Although we have ample evidence of the experiences of study abroad students in South Korea who are white English speakers and those who are of Korean ethnicity or Korean-passing, as yet we lack the same level of research that looks at the experience of exchange students from other ethnic backgrounds. We may expect that South Asians and Southeast Asians as well as Black students, for instance, would face particular hurdles, since non-Koreans who are of darker skin tone tend to face high levels of discrimination. 13 Black students would likely face the same struggles to establish Korean-speaking identities as their white peers, but coupled with the explicit racial discrimination documented elsewhere. 14
Previous studies have also shown that the racialised experiences of study abroad learners in South Korea interact closely with gender and sexuality. White female students in Korea frequently complain of receiving unwanted attention or even sexual harassment from Korean men in public places, including Grace in my own study. 15 Meanwhile, in my study of a white lesbian Korean learner named Julie 16 she struggled to negotiate her identity in a context where markers of her sexuality such as her short hair and androgenous clothes were not necessarily understood in the same ways as they would be in her native United States. These struggles with sexual harassment and gender identity can negatively impact study abroad learners’ sojourns in Korea, including curtailing their opportunities to practice the language.

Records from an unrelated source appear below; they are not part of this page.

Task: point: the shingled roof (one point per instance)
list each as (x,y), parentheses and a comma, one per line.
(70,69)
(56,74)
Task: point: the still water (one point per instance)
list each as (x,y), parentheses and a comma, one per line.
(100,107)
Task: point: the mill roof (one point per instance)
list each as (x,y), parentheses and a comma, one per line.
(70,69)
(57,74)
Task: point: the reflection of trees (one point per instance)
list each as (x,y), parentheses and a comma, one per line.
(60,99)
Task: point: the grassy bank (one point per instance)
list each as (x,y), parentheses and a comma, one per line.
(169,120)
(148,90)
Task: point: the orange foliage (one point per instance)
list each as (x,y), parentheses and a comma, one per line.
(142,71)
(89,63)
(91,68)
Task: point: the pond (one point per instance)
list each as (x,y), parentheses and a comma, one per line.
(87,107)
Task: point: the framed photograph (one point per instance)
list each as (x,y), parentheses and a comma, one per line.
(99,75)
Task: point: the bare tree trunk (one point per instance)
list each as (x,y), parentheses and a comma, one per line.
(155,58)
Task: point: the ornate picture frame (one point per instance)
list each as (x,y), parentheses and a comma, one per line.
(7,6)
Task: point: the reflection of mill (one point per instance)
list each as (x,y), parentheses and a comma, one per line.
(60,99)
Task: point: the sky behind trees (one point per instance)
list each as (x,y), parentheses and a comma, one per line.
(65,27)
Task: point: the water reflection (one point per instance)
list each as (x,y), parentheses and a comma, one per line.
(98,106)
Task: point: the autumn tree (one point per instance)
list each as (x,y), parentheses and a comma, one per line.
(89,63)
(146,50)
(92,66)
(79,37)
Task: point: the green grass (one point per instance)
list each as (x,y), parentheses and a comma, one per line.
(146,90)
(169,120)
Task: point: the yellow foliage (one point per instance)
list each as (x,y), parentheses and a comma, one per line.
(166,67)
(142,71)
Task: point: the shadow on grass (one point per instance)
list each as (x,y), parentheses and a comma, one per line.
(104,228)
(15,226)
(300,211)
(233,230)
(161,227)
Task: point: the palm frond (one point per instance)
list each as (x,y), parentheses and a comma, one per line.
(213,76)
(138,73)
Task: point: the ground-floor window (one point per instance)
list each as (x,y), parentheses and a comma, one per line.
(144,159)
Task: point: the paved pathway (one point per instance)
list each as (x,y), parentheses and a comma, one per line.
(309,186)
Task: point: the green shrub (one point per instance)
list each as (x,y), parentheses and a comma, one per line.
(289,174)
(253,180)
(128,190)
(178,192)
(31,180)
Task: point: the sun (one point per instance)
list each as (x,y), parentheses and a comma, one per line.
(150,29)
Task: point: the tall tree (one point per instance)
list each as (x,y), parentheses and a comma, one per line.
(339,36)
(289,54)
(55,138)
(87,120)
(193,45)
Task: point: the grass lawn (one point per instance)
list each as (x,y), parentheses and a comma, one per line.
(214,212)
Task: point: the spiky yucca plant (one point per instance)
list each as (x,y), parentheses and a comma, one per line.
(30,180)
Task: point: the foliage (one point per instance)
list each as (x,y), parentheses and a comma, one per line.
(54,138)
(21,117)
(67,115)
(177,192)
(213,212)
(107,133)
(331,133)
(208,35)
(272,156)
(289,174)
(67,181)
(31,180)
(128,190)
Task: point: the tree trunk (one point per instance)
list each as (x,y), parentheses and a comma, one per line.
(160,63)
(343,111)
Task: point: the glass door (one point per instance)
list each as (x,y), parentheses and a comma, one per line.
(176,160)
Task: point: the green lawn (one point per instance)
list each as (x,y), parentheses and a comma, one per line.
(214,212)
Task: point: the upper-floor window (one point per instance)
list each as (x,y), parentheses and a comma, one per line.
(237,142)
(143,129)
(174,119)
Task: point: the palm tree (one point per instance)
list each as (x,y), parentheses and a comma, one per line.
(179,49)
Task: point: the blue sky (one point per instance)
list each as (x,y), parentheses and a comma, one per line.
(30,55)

In the case of Grace, the path towards the resolution of her identity struggles and attempts to speak more Korean ultimately lay in developing an appreciation for study abroad as a multilingual and multicultural space. She found that interactions with fellow Korean-speaking international students from third countries including China and Iran who shared her desire to improve their Korean skills were valid and productive contexts for developing her linguistic proficiency, as well as for building her intercultural competence. Through this process, she moved away from seeing native Korean-speakers as the model that she needed to follow, and instead aspired to adopt the identity of a translingual international student who could skilfully switch between English, Korean, and other languages. With this shift, she gained confidence to use Korean in her interactions, while she also managed to shed the guilt that she had previously felt about using English, and she became interested in learning further languages and building her knowledge of additional cultures.
The various studies suggest that students who are set to study abroad in South Korea might benefit from pre-departure training that explicitly sensitises them to these complex issues that involve the interaction of race, gender, sexuality, and linguistic ideologies. Such sessions should also look to break down the stereotype of study abroad as a monolingual setting where all that counts is speaking Korean with ‘real’ Koreans. They should pinpoint the importance of interactions with global Korean speakers (rather than just local Korea-born speakers) as the goal of study abroad and should further discuss how to balance and integrate the use of Korean, English, and other languages during sojourns in Korea.